De leeftijd van 21 jaar valt bovendien samen met het aflopen van de wettelijke plicht voor ouders om hun kinderen te onderhouden. Uit de verkenning blijkt dat het afhangt van de financiële positie van ouders of zij in de praktijk in staat zijn om te voldoen aan de plicht om hun kinderen te onderhouden. Meer dan de helft (64 procent) van de beroepsopleiding (bol)-studenten geld krijgt van hun ouders. Dit is gemiddeld 74 euro per maand. Van de bol-studenten ontvangt 36 procent geen ouderbijdrage.10 Jongeren in de bijstand die door omstandigheden geen beroep kunnen doen op de onderhoudsplicht van hun ouders kunnen van de gemeente vervangende steun krijgen in de vorm van extra (bijzondere) bijstand.11
Het kabinet is van mening dat voor alle werknemers van 21 jaar en ouder een voltijdbaan voldoende inkomen moet opleveren om rond te komen.
Waarom kiest het kabinet voor de hogere percentages?
Hoe ouder je wordt, hoe hoger het loon waar je minimaal recht op hebt.
Naarmate jongeren ouder worden doen zij steeds meer ervaring en vaardigheden op tijdens het volgen van een opleiding en tijdens werk. Ook wordt de toereikendheid van het loon steeds belangrijker om rond te kunnen komen. Het kabinet vindt het daarom logisch dat het minimumjeugdloon stijgt naarmate jongeren ouder worden. Daarom loopt de staffel van het minimumjeugdloon op met de leeftijd. Dit is de al bestaande systematiek in de wetgeving.
Het kabinet kiest voor een lineaire oploop van de percentages. Op die manier verlopen de overgangen van de ene naar de andere leeftijd geleidelijk. Dit beperkt de prikkel voor werkgevers om afscheid te nemen van jeugdige werknemers die een jaar ouder worden. Gelukkig zijn er veel werkgevers die jongeren in dienst houden, ook als zij een jaar ouder worden. Tegelijkertijd laat onderzoek zien dat jongeren rond hun verjaardag gemiddeld een grotere kans hebben op beëindiging van het dienstverband.12
Het kabinet ziet de vormgeving van de staffel ook in samenhang met twee bestaande verplichtingen:
Tot 16 jaar zijn jongeren leerplichtig.13 Daarnaast speelt bij jeugdige werknemers tot 17 jaar mee dat zij over het algemeen in hun bestaan minder afhankelijk zijn van het minimumjeugdloon.

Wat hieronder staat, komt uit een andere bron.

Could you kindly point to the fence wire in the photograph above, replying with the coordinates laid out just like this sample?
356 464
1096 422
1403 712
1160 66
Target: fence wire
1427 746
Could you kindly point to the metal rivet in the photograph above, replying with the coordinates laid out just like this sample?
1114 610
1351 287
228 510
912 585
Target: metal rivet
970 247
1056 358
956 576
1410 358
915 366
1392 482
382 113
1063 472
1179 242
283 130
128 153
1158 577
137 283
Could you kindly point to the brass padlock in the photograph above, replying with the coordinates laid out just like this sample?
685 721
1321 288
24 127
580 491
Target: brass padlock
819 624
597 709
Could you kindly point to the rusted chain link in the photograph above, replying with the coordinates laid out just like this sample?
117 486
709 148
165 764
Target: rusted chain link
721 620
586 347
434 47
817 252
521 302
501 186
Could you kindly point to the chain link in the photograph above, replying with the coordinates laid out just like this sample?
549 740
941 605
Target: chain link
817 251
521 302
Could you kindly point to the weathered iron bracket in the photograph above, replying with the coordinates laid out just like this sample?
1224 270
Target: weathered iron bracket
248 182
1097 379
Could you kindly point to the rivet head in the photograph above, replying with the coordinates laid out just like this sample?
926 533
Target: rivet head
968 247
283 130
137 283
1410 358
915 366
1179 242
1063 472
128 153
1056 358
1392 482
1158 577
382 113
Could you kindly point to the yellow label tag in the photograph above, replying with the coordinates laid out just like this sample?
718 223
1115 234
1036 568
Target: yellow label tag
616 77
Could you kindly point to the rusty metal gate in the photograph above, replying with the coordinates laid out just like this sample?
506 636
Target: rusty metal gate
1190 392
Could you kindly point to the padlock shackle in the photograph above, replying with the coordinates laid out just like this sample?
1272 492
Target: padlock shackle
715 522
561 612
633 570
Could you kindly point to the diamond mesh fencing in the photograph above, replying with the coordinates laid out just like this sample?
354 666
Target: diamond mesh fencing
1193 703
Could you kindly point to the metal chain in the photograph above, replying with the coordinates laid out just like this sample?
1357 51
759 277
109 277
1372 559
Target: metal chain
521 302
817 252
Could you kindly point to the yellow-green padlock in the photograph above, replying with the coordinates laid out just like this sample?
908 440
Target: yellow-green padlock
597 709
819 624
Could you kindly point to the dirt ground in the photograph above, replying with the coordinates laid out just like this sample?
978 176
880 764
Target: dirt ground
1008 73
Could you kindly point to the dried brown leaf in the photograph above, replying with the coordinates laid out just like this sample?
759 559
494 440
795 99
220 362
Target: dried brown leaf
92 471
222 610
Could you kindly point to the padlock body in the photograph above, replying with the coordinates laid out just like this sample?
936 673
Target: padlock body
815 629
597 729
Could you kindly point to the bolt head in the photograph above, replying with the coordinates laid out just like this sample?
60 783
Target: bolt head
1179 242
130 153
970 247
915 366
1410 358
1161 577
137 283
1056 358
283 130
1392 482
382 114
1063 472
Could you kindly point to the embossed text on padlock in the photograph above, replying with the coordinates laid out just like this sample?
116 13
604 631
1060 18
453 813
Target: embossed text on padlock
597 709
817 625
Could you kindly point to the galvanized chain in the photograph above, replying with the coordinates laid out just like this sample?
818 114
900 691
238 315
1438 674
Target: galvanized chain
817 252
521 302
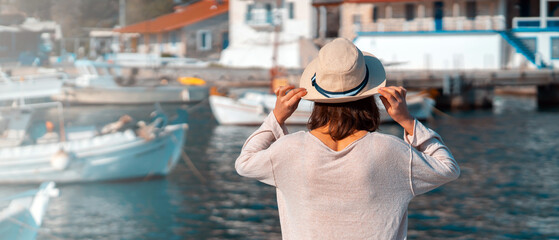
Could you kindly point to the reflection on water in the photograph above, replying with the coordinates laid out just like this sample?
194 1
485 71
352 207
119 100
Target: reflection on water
508 189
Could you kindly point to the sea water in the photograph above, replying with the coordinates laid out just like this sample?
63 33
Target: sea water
508 189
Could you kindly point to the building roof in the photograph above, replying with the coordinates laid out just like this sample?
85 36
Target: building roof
337 2
183 16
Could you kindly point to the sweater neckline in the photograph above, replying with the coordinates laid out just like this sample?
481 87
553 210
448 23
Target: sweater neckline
332 150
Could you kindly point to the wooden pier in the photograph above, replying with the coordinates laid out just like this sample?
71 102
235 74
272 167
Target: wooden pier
475 89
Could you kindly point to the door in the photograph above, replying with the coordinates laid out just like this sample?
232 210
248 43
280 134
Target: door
438 15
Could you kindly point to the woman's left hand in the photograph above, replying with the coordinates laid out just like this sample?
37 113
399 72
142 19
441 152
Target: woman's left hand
286 104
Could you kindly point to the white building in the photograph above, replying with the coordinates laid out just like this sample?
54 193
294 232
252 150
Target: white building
252 36
447 34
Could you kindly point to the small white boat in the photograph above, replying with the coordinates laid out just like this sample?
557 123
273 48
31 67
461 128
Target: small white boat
23 217
30 86
252 107
112 156
99 83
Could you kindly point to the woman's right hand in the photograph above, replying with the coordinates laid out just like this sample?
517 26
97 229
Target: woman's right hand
394 100
286 103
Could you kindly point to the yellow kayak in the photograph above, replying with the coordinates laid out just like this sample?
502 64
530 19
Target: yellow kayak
191 81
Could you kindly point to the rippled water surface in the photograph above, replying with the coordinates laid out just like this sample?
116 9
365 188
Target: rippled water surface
509 187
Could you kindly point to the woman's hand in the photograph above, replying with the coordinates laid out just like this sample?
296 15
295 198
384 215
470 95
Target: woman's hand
287 103
394 100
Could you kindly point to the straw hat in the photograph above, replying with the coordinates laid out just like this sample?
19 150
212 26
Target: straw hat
342 73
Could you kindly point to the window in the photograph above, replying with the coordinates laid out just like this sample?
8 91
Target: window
410 11
204 40
174 38
375 14
555 47
224 40
356 19
291 8
269 16
249 12
530 44
471 10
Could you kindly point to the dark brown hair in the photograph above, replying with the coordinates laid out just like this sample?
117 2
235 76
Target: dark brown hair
345 118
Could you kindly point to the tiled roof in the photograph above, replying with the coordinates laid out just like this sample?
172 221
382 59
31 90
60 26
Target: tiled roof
183 16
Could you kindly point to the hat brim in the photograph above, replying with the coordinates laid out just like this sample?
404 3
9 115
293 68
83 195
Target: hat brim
377 79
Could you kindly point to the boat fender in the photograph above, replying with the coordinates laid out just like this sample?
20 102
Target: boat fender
60 160
185 95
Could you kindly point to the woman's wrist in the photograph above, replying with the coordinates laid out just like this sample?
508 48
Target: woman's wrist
408 125
279 119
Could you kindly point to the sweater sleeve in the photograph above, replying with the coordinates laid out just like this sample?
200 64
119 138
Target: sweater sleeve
431 163
255 159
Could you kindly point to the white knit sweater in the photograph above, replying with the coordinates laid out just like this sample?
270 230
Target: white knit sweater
360 192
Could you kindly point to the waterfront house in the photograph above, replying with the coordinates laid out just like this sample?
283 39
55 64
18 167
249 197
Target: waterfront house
253 31
27 41
198 30
442 35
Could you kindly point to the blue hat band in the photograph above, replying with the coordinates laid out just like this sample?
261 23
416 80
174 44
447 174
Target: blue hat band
351 92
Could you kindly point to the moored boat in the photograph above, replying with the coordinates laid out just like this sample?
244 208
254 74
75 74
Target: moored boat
97 84
23 217
252 107
119 155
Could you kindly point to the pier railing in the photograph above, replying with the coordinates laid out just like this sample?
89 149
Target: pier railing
428 24
534 22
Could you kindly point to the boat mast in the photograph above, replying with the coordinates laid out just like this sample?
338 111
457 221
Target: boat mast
277 21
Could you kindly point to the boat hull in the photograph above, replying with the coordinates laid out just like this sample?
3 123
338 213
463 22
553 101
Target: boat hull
253 110
132 95
108 157
229 111
23 217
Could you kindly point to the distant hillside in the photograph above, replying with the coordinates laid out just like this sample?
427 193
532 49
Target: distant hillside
76 15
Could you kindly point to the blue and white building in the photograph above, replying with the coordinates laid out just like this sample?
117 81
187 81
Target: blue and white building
448 34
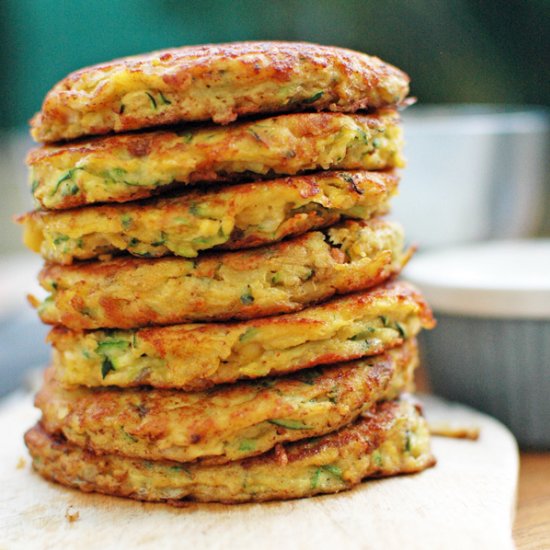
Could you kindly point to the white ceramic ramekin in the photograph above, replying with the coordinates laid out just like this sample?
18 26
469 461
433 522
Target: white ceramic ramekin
491 348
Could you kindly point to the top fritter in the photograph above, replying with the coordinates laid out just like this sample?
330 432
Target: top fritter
217 82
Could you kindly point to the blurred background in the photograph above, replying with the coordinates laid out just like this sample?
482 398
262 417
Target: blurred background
477 141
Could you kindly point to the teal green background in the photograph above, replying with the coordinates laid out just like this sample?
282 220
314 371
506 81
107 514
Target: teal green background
455 50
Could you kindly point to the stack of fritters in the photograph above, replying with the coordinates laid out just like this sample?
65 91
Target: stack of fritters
227 323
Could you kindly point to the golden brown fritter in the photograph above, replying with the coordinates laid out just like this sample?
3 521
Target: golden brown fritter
227 422
237 216
194 357
390 439
132 166
284 277
219 82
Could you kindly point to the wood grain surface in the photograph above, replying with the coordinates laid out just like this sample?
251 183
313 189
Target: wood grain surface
532 525
465 502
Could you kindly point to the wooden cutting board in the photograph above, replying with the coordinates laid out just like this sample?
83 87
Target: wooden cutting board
465 502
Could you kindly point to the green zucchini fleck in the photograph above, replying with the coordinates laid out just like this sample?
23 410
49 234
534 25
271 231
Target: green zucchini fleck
161 241
247 445
314 97
65 177
289 424
385 321
246 297
126 221
164 99
401 328
111 344
248 334
329 469
309 376
363 335
106 367
152 100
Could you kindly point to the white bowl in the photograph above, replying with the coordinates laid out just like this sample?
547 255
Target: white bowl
491 348
473 172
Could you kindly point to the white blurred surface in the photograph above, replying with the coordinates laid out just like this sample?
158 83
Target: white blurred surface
498 279
473 173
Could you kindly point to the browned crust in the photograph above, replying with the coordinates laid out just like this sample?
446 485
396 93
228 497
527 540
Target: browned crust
358 81
59 461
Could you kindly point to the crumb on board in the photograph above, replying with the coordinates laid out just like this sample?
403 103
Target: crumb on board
72 514
444 429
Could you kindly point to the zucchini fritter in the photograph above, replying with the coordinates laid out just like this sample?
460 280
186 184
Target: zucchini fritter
284 277
128 167
218 82
193 357
227 422
392 438
238 216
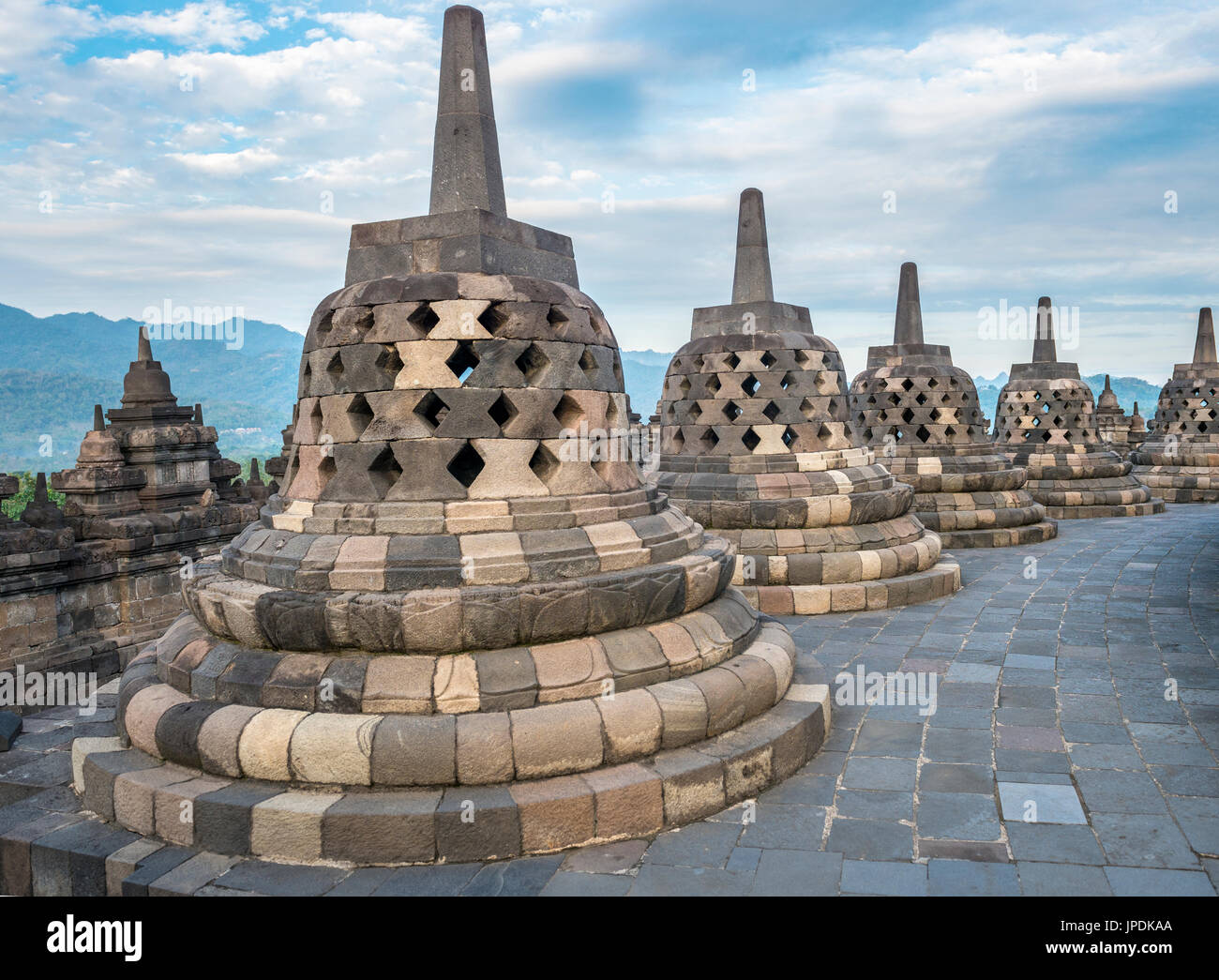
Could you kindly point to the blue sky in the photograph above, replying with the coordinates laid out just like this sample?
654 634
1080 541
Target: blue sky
186 153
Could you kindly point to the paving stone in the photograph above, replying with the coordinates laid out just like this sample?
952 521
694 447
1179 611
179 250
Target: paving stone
788 873
971 878
1040 804
1151 882
1047 879
1053 842
882 878
873 840
1142 840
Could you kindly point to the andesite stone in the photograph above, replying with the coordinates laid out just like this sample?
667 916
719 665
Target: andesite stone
463 618
921 414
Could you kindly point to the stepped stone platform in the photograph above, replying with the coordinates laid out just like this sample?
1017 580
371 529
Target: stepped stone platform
922 415
1181 459
757 444
1046 424
459 630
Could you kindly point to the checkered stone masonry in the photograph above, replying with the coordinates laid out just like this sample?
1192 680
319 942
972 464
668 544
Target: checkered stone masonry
1046 424
757 443
447 612
1181 459
922 415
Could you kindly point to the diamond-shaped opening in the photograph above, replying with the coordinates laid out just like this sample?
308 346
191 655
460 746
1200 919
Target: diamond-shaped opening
544 463
389 361
360 415
503 411
425 317
431 410
384 471
568 412
466 466
492 318
463 360
588 365
533 362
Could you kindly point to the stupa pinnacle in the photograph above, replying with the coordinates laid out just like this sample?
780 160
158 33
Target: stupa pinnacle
1181 458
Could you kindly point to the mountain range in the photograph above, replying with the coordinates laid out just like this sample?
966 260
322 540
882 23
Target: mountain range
56 369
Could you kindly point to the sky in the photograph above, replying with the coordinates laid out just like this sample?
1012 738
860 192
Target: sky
216 154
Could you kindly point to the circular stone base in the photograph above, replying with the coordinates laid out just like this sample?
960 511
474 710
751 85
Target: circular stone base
1028 534
1154 506
940 580
364 826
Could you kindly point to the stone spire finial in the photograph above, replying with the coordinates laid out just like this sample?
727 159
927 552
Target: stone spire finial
1044 337
144 350
1205 346
751 280
909 322
466 155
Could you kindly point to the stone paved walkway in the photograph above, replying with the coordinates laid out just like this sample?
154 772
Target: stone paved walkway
1051 704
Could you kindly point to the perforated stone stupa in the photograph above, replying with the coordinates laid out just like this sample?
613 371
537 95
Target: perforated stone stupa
1046 423
1181 458
757 444
450 637
922 415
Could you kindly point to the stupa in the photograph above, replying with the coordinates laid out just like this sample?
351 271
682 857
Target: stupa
456 633
1046 422
1181 456
757 444
921 415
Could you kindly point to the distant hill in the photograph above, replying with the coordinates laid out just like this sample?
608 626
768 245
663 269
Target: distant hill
56 369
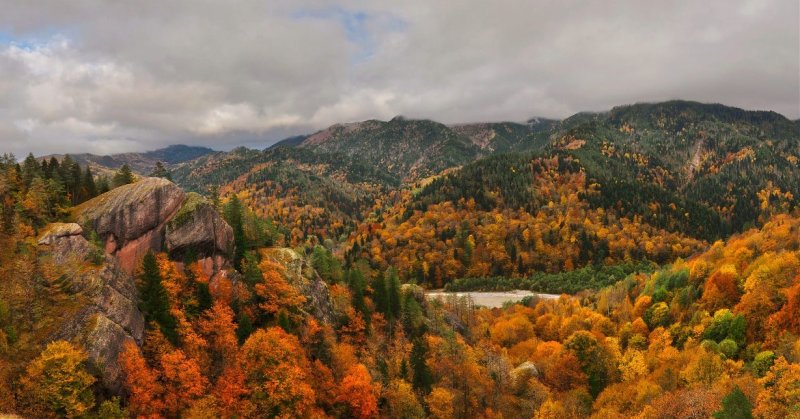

Tot 18 jaar zijn jongeren verplicht een startkwalificatie te behalen.14 Het behalen van een startkwalificatie helpt jongeren om volwaardig mee te doen in de maatschappij en duurzaam aan het werk te komen.15 Dit geeft de beste kansen op een kwalitatief goed werk. Werkgevers profiteren hiervan door de beschikbaarheid van beter opgeleid personeel. Ook de samenleving als geheel profiteert, want mensen met een startkwalificatie zijn zelfredzamer en doen minder vaak een beroep op sociale voorzieningen.16 Voor jongeren tot 18 jaar staat formeel leren op school voorop. Werk komt op de tweede plaats. Uiteraard vindt het kabinet het in het belang van jongeren dat zij ook na hun 18e door blijven leren.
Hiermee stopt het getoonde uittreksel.